Essential Practice Guidelines in Primary Care (Current by Neil S. (Ed.) Skolnik, Neil S. Skolnik

By Neil S. (Ed.) Skolnik, Neil S. Skolnik

This new quantity within the present scientific perform™ sequence places crucial evidence-based, nationally famous medical guidance jointly in a single position. hence, busy clinicians can visit one resource whilst, within the care of a sufferer, a query arises that's top replied by means of an present medical instruction. one of the subject matters coated during this quantity are hyperlipidemia, administration of newly clinically determined atrial traumatic inflammation, antithrombotic remedy for venous thromboembolic ailment and atrial traumatic inflammation, and prevention of bacterial endocarditis. The e-book information remedy for bronchial asthma and infectious ailments starting from pneumonia to tuberculosis to diarrhea. the quantity additionally includes chapters on endocrinology, gynecology, neurology, and psychiatry.
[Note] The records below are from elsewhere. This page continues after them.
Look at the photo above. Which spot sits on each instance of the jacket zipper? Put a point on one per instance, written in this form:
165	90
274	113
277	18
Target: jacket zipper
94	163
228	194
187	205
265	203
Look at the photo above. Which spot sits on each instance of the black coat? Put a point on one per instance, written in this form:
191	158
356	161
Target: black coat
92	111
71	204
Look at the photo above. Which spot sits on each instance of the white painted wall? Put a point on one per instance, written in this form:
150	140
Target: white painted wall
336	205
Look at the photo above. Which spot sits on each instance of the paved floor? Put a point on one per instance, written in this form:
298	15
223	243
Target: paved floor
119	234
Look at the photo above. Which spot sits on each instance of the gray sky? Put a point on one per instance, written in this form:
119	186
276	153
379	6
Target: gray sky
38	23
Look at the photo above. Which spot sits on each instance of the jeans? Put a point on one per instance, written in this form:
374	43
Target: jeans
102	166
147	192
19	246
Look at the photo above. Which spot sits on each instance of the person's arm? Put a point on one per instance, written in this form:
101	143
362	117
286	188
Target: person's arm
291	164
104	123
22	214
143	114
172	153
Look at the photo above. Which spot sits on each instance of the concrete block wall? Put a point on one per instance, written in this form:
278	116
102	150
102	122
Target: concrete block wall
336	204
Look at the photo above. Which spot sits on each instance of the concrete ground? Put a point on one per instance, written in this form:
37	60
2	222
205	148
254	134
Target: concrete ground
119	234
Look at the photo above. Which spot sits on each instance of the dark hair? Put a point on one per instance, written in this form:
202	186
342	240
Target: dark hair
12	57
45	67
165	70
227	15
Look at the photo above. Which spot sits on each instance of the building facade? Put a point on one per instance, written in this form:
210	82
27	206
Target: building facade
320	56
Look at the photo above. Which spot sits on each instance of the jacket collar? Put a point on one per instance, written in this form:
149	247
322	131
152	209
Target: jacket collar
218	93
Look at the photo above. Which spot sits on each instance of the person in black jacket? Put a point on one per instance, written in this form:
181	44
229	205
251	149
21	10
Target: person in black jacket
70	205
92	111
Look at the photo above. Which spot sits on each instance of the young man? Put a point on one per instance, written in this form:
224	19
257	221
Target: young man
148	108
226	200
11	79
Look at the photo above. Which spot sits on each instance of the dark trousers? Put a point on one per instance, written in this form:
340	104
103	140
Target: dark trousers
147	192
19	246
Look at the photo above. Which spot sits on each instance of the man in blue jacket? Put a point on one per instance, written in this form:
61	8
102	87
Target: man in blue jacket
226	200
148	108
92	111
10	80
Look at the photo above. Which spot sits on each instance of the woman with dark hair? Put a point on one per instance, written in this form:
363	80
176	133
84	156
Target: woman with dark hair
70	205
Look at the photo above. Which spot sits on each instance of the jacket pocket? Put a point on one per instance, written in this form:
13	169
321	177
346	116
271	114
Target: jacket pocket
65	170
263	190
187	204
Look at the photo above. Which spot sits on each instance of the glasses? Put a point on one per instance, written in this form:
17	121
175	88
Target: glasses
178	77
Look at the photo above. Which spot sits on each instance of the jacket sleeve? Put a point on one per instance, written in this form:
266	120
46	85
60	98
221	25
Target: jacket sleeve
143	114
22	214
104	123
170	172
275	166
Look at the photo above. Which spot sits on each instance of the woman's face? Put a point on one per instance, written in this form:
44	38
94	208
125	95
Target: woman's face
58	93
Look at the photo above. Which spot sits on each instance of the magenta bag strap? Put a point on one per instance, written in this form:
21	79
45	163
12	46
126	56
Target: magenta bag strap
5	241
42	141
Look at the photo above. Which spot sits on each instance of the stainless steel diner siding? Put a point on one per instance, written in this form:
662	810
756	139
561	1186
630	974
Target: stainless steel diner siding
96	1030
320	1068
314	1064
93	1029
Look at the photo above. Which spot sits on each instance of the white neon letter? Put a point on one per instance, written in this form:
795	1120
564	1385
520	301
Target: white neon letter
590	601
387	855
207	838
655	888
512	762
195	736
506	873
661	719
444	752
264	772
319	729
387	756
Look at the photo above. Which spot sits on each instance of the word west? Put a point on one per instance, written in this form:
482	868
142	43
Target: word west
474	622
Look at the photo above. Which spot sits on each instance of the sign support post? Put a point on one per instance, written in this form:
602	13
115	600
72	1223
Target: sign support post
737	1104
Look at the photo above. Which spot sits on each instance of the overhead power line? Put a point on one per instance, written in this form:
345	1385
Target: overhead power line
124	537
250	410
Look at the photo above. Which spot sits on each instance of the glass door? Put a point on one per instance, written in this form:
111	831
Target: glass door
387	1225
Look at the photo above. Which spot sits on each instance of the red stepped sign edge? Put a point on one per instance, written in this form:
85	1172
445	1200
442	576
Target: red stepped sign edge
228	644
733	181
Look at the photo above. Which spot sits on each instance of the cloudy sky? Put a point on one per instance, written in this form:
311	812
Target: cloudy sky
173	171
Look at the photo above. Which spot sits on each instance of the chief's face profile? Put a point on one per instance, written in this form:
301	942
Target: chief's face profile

With the busy clinician in brain, crucial perform directions in basic Care has been constituted of its starting place to have a better half PDA source, with summaries of the information during this e-book and extra summaries of guidance no longer incorporated within the publication. (The PDA model of crucial perform instructions in fundamental Care is out there from the writer, ISBN 1-934115-47-9.) jointly, those complimentary textbooks, in print and digital structure, should still facilitate the implementation of nationally well-known scientific instructions.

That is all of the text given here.